I'm not quite sure what documentation is expected for Enterprise code.

paulthebaker commented 1 year ago

I'm not quite sure what documentation is expected for Enterprise code.

Docstrings for all new things is the best way to do it. But there is a ton of existing code that doesn't yet have docstrings...

Certainly, any function/method that is user facing should have a docstring. For something that is more for internal uses and is pretty clear from the code, I wouldn't fret too much about it.

Something like write_dict_to_hdf5 probably doesn't need a docstring, but if you wanted to add one I wouldn't stop you.

vhaasteren commented 1 year ago

@aarchiba, with an HDF5 file format, it seems pretty straightforward to also allow creation of mock pulsar objects. The reason why you created the HDF5 pulsar class is that we sometimes need independence from PINT or Tempo2. This is even more so with simulations.
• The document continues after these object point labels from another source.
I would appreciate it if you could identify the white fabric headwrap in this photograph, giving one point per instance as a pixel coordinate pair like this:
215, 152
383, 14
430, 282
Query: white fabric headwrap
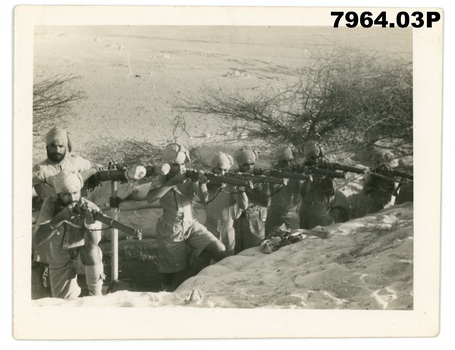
68, 182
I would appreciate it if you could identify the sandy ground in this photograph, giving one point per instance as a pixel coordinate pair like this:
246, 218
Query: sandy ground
365, 264
133, 77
The other day I needed to generate an array of 10k pulsars. With tempo2 or PINT that would take up too much memory and would take ages. So I wrote this MockPulsar Enterprise class that is super efficient and still allows all many Enterprise models that I needed to test to be run: most Enterprise functions only require things defined in BasePulsar.

The HDF5 pulsar format seems like the best place to put this kind of functionality, and then it can be saved in a proper file format. Do you see any hiccups right away?

vhaasteren commented 1 year ago

The code in this PR has been converted to a separate package by @AaronDJohnson and myself, which can be found here. There will be a new Enterprise PR that needs to be merged in order for that package to work. Until that is ready, the branch can be found on on my repo

I am closing this PR